Featuring cherita!

March 26, 2015

Poetry Friday--Down to the Wire

Originally, the deadline for the Sketchbook Project was January 31, 2015, but, it was extended to March 31, 2015. Bad move. It gave me more time to procrastinate and now it's down to the wire. Will I get it in the mail and postmarked by March 31?

Silly me, I thought the sketchbook was the size of half a 8.5" X 11" piece of paper. I should have known better and taken it out of the envelope and measured it. I spent a lot of time setting all the photos and poems in place so that I could print it on the photocopier and when folded in half would be a perfect little book. My plan was to simply replace the sketchbook pages. I did print it on the photocopier and folded it. It looked great--spaced right, the photos ended up next to the poems, etc. However, the sketchbook, it turns out, is 5" X 7" and I'm up the proverbial creek without a paddle. So, now I'm resizing it, trying to figure out how to set the margins so that it prints only in a portion of the sheet. It's like a giant puzzle, and I'm not a puzzle person. I may not make it. Thirty-two pages never seemed so long!

If you click on the Sketchbook Project link on the right-hand side of the page, you can see the poems in the Sketchbook Project that I have posted since last spring. There are two that I hadn't posted earlier; I'm going to share those today.

I was reading through old reports from The National Child Labor Committee (NCLC) and "found" this poem that I used for the first poem in the book:
Collective Guilt
A poem composed of the words of Florence Kelley found in the "Report from the National Consumers' League" from the Proceedings of the Third Annual Meeting of the National Child Labor Committee, 1907

Young children pick the cotton
that we are wearing;
they help to spin it.
They help to stitch
it in the factories.

They have to do
with the distribution
of all our goods.

They are in the shoe factories.
They are in the garment
trade by thousands.
They are in the hat factories...

No one is free today
from participating in this
particular evil.

No one.

The photo and poem I used to end the book:
Title: John Howell, an Indianapolis newsboy, makes $.75 some days. Begins at 6 a.m., Sundays. Lives at 215 W. Michigan St.) Location: Indianapolis, Indiana. Created: 1908 August. Library of Congress: LC-DIG-nclc-03225


This photo is unusable.
I am in it.
The story is not about me.
I am merely the means,
I hope--I pray--
to a happy ending.

Here's a photo of an NCLC exhibit panel, which I have decided to use on the back cover:

If I get the book turned in on time, then it will be digitized, and, you'll be able to see it online. I'll let you know if and when that happens.

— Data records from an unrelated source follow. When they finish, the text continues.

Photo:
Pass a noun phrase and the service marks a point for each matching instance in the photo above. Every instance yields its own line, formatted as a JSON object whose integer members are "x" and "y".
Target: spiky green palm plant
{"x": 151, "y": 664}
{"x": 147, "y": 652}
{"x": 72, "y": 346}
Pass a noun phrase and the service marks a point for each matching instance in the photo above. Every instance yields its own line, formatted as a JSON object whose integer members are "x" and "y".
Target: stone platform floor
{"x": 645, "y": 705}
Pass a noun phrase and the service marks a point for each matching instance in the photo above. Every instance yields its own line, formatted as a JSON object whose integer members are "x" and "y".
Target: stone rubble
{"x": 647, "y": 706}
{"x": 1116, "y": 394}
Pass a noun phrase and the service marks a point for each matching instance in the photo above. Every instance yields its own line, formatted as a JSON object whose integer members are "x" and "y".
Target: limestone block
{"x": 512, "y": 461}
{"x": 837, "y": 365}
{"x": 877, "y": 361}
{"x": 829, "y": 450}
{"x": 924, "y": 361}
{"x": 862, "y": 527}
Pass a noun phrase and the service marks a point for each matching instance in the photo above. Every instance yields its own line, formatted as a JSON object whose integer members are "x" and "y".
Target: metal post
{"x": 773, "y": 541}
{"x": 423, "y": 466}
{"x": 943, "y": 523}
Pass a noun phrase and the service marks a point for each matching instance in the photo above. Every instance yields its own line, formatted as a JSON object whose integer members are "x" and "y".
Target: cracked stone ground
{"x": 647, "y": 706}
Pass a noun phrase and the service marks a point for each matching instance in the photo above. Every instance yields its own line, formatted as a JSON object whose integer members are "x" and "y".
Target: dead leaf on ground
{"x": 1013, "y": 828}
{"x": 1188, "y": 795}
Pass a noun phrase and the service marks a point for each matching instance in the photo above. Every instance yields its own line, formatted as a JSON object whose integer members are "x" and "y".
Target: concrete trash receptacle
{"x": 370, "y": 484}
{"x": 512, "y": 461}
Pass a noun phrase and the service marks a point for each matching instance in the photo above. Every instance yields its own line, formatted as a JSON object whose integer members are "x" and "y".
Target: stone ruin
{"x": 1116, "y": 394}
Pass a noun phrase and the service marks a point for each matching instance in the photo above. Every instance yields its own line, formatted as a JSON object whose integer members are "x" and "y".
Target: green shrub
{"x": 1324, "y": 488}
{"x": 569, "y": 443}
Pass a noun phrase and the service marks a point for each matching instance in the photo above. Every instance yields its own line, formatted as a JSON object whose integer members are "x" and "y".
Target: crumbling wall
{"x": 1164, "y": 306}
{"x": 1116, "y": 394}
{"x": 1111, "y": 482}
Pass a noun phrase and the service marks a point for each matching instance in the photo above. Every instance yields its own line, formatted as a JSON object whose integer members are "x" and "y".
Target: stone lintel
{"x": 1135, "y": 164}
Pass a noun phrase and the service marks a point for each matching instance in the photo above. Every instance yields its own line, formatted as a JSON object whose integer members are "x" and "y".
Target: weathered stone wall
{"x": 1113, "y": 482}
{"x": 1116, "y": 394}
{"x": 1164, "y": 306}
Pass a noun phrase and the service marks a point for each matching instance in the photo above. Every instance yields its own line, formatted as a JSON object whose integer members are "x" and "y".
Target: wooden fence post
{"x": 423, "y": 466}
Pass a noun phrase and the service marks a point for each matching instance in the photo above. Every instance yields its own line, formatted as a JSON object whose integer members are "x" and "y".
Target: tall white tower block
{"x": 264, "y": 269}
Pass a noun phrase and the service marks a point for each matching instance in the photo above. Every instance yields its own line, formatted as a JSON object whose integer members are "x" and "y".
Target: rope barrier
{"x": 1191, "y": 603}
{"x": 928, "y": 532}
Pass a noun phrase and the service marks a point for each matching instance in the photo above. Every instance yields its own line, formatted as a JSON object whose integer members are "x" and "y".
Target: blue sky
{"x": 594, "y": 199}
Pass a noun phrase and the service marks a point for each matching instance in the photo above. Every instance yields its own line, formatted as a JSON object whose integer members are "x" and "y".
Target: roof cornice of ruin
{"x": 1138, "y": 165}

I'm probably not going to purchase a sketchbook for next year. I think the project is better suited for artists and the media they use. If I'm going to put that much work into a book of poems, then I might as well use the effort to try to sell it! I did enjoy what I created over the past year. I probably could write a few more poems and have real book, but for now, I'm stepping away...

Stop by the Poetry Friday Round-Up where today it is being hosted by Jone at Check It Out.


  1. What a terrible disappointment to get so far and then have technical difficulties! I hope you are able to get this done -- your work is too insightful on such a significant topic to let it go by the wayside. We are all cheering you on, Diane!

    1. Thanks, Keri. It'll go out, just not in the shape I imagined!

  2. Good luck getting the technical stuff straightened out. Glad to hear you enjoyed all the work you did for this project. Looking forward to seeing your book online!

    1. It's not looking good, today. :-( The copy machine is my enemy.

  3. I'm rooting for you, Diane! You've spent so much time and passion on this project, it's GOT to go forward. Your last page poem gave me chills.

  4. So powerful. I wish there was not still truth in that 1907 poem.

    Good good luck. You always do such cool things!

    1. The children around the world work so we can buy cheap goods. You have to wonder why we need so much of it.

  5. I've enjoyed all your poems, a reprise of the child labor problems of the past. Sorry for the problems when you've worked so hard to do this, Diane. It would make a book that would be important I think. There are still children laboring today, more hidden, and the laws on the books still don't keep them safe.

    1. So true, Linda. We don't help matters by electing politicians who think that workers have problems because they're lazy.

  6. What a project! What a journey! The way you use historic photos and primary source material is worthy of a book. Seriously. You could write a book for teachers who are HUNGRY for ways to get kids to this material and use it creatively...as you have!

  7. Hi Diane i took part in this chllenge and
    I am inviting you to write a poem on love in Ten Lines if you wish to participate follow link below

    much love...

  8. Diane, I hope the machine(s) will be nicer as the deadline looms. Technical glitches can't undo the magnificent work you've done, though, in telling this story/these stories. Thank you for sharing along the way.